I am filled with questions, and I create new questions to be answered, throughout the day. I write my questions and queer tidbits of data in a small notebook that I carry in my backpack; here are a few examples:
- Orthography: writing system
- Orthoepy: pronunciation (phonology)
- Out of a group of 23 people, there is a 75 percent chance of two sharing the same birthday.
- There are an estimated 100 billion stars in a galaxy, 100 billion galaxies in the universe; the universe is 13.8 billion years old.
- A. Einstein wrote, "Common sense is the collection of prejudices acquired by age eighteen."

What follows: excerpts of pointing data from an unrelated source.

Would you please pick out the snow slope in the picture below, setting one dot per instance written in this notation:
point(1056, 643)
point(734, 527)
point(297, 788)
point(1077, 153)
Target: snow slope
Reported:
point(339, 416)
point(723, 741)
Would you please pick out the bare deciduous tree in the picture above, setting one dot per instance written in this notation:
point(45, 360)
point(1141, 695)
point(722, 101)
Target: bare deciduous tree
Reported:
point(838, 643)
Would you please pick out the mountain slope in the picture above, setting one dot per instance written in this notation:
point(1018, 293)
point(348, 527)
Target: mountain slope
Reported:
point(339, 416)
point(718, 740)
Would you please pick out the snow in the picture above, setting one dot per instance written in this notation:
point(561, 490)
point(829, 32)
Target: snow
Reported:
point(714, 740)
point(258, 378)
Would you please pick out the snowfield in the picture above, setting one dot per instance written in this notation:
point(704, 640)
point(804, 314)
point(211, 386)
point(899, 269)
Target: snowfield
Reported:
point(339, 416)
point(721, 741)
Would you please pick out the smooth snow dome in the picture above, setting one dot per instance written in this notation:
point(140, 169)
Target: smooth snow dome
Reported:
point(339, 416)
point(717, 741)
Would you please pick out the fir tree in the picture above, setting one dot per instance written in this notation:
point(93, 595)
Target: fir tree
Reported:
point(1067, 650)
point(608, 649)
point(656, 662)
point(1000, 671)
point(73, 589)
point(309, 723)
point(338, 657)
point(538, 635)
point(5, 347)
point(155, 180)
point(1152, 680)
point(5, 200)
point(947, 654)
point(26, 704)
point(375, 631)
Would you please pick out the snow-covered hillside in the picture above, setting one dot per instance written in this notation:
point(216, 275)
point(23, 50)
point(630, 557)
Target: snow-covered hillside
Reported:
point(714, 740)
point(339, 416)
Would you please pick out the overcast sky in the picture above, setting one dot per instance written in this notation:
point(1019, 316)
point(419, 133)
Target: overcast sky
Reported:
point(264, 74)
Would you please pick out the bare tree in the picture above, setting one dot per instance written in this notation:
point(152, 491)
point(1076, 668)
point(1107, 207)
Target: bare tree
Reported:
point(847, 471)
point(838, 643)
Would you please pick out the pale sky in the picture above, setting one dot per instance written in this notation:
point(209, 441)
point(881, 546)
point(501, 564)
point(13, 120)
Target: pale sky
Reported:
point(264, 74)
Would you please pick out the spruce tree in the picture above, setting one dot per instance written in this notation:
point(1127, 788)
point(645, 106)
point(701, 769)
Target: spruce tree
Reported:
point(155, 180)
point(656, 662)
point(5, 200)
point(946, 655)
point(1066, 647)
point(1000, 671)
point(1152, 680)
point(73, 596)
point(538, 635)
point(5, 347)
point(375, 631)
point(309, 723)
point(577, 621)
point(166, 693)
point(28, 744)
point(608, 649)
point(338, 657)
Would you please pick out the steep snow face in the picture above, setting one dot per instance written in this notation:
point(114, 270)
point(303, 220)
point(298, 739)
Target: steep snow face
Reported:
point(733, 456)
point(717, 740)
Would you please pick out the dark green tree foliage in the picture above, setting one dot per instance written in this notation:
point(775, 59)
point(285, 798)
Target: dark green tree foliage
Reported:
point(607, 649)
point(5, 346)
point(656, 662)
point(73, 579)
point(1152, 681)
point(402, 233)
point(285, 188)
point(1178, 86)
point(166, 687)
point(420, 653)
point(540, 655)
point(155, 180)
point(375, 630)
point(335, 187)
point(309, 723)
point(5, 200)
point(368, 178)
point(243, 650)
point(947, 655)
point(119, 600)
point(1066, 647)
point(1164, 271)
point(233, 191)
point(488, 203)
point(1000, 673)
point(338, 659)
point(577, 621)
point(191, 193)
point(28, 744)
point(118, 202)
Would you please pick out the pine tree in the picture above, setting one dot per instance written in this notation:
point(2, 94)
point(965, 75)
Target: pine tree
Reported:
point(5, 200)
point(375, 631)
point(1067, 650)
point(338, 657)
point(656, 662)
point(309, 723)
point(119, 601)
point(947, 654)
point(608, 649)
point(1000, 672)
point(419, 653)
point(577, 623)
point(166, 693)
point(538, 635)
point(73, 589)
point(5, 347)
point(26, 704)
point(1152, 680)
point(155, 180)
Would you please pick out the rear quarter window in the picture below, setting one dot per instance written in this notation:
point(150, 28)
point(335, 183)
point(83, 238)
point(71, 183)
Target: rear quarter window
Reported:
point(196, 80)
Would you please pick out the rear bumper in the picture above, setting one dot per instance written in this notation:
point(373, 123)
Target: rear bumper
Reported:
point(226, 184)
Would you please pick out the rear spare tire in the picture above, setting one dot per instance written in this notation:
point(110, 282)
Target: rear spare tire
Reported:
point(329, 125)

- Galileo’s principle of relativity: So long as one is moving at a constant velocity, there is nothing one can do to measure the speed of motion–or whether motion exists at all.
- Coins (money) have milled edges to prevent counterfeiters’ clipping off edges to make new coins.
- There were 250 individual languages and cultures in North America at the time of Columbus’s landing.
- Stochastic resonance is the physical noise from solar variations. Stochastic resonance is also used as background noise to improve faint signal reception in both electronic and audio transmission.
- Fluctuations in the height of the oceans may explain the 10,000-year periodicity of Earth’s ice ages.
I have created a world for myself in which I can explore topics that have immediate interest; however, I have not yet figured out how to put the knowledge that I gain to advantage (other than by making interesting dinner conversation and winning at a board game).
On the other hand, I also delved into the learning and thinking about the application of information technology, specific digital technology, with the same passion, and I was fortunate to build two businesses from this knowledge (and eventually return to academic teaching).
I encourage us all to be passionate about learning and to constantly seek applications for our knowledge.